Au début du XVIIIème siècle, l’histoire générale de l’opera se joue en grande partie à Naples. La structuration des genres musicaux entre opera seria et opera buffa y est concomitante de la hiérarchisation symbolique et sociale des lieux de spectacle, en même temps qu’elle accompagne la définition de l’idée même de théâtre public. (…).

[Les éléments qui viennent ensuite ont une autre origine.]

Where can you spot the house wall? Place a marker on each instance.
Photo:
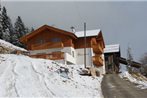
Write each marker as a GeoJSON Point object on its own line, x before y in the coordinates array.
{"type": "Point", "coordinates": [49, 36]}
{"type": "Point", "coordinates": [101, 69]}
{"type": "Point", "coordinates": [80, 57]}
{"type": "Point", "coordinates": [79, 43]}
{"type": "Point", "coordinates": [69, 53]}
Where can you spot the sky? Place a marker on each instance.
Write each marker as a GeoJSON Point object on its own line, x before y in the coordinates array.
{"type": "Point", "coordinates": [121, 22]}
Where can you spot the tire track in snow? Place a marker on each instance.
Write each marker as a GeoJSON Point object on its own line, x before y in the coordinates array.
{"type": "Point", "coordinates": [32, 65]}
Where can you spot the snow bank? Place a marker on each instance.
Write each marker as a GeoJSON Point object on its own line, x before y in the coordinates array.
{"type": "Point", "coordinates": [22, 76]}
{"type": "Point", "coordinates": [10, 46]}
{"type": "Point", "coordinates": [138, 79]}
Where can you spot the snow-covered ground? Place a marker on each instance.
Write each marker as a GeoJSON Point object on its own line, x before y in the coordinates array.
{"type": "Point", "coordinates": [137, 78]}
{"type": "Point", "coordinates": [22, 76]}
{"type": "Point", "coordinates": [10, 46]}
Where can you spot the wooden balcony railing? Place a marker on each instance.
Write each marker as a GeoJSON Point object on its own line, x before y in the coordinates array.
{"type": "Point", "coordinates": [47, 45]}
{"type": "Point", "coordinates": [97, 49]}
{"type": "Point", "coordinates": [51, 56]}
{"type": "Point", "coordinates": [97, 60]}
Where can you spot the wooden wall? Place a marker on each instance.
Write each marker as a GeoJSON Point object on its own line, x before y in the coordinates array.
{"type": "Point", "coordinates": [47, 36]}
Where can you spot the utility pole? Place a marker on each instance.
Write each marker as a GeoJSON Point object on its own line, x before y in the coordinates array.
{"type": "Point", "coordinates": [129, 59]}
{"type": "Point", "coordinates": [85, 45]}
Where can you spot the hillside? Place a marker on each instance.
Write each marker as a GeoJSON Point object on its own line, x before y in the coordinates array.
{"type": "Point", "coordinates": [135, 78]}
{"type": "Point", "coordinates": [22, 76]}
{"type": "Point", "coordinates": [8, 47]}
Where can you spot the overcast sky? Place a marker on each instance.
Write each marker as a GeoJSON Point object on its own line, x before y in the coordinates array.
{"type": "Point", "coordinates": [123, 23]}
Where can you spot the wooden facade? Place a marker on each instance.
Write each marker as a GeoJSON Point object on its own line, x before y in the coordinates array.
{"type": "Point", "coordinates": [47, 37]}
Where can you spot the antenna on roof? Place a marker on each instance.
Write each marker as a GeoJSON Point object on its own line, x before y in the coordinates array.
{"type": "Point", "coordinates": [73, 29]}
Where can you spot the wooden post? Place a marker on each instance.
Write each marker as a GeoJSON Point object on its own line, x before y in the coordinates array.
{"type": "Point", "coordinates": [85, 45]}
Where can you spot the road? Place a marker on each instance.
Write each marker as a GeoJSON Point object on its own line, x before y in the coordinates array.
{"type": "Point", "coordinates": [115, 87]}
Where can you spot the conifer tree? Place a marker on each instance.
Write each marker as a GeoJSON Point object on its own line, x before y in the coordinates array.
{"type": "Point", "coordinates": [19, 27]}
{"type": "Point", "coordinates": [6, 23]}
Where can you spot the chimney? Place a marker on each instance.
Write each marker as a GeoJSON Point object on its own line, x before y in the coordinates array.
{"type": "Point", "coordinates": [73, 29]}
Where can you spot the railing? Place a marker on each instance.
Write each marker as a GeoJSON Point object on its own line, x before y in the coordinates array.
{"type": "Point", "coordinates": [51, 56]}
{"type": "Point", "coordinates": [69, 58]}
{"type": "Point", "coordinates": [97, 60]}
{"type": "Point", "coordinates": [97, 49]}
{"type": "Point", "coordinates": [47, 45]}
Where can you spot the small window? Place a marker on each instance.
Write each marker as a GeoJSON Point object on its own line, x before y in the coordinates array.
{"type": "Point", "coordinates": [73, 53]}
{"type": "Point", "coordinates": [56, 40]}
{"type": "Point", "coordinates": [40, 41]}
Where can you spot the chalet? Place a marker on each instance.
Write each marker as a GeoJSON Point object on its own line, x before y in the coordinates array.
{"type": "Point", "coordinates": [113, 59]}
{"type": "Point", "coordinates": [66, 47]}
{"type": "Point", "coordinates": [112, 55]}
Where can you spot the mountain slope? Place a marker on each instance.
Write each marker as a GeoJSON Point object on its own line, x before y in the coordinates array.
{"type": "Point", "coordinates": [22, 76]}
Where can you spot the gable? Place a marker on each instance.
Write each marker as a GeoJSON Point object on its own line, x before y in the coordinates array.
{"type": "Point", "coordinates": [46, 28]}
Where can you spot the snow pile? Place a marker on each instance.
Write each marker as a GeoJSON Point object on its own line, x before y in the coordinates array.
{"type": "Point", "coordinates": [22, 76]}
{"type": "Point", "coordinates": [10, 46]}
{"type": "Point", "coordinates": [136, 78]}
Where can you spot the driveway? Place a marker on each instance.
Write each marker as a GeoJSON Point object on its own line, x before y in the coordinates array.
{"type": "Point", "coordinates": [115, 87]}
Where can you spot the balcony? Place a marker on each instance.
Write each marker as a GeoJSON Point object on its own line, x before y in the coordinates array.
{"type": "Point", "coordinates": [47, 45]}
{"type": "Point", "coordinates": [51, 56]}
{"type": "Point", "coordinates": [97, 49]}
{"type": "Point", "coordinates": [97, 60]}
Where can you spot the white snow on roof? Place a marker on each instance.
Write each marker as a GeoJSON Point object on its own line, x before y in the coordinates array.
{"type": "Point", "coordinates": [10, 46]}
{"type": "Point", "coordinates": [88, 33]}
{"type": "Point", "coordinates": [111, 48]}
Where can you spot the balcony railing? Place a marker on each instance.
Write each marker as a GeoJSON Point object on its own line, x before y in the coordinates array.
{"type": "Point", "coordinates": [47, 45]}
{"type": "Point", "coordinates": [51, 56]}
{"type": "Point", "coordinates": [97, 49]}
{"type": "Point", "coordinates": [97, 60]}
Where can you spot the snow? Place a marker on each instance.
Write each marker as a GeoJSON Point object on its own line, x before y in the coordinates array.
{"type": "Point", "coordinates": [112, 48]}
{"type": "Point", "coordinates": [22, 76]}
{"type": "Point", "coordinates": [138, 79]}
{"type": "Point", "coordinates": [10, 46]}
{"type": "Point", "coordinates": [88, 33]}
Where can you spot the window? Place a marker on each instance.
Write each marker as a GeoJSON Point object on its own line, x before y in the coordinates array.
{"type": "Point", "coordinates": [56, 40]}
{"type": "Point", "coordinates": [40, 41]}
{"type": "Point", "coordinates": [73, 53]}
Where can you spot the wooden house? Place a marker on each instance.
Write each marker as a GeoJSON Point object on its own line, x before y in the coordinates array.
{"type": "Point", "coordinates": [112, 55]}
{"type": "Point", "coordinates": [66, 47]}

Ainsi, la différenciation des genres musicaux, et la séparation radicale entre les veines comique et tragique prônée par l’Arcadie, dont Métastase fut le héraut, coïncident à Naples avec une distribution des répertoires selon les scènes : au théâtre royal, le Teatro di San Bartolomeo, l’opera seria, le drame des Dieux et des rois, la douleur des passions ; aux Fiorentini, l’opera buffa, la légèreté des sentiments et la mise en scène du quotidien napolitain le plus trivial. C’est bien dans le premier tiers du XVIIIème siècle que la vie du théâtre musical à Naples se structure et s’institutionnalise au croisement de l’histoire des genres lyriques et de l’histoire urbaine et politique. »

Mélanie Traversier, Gouverner l’opéra, une histoire politique de la musique à Naples, 1767-1815, Ecole française de Rome, 2009, pp.25-30.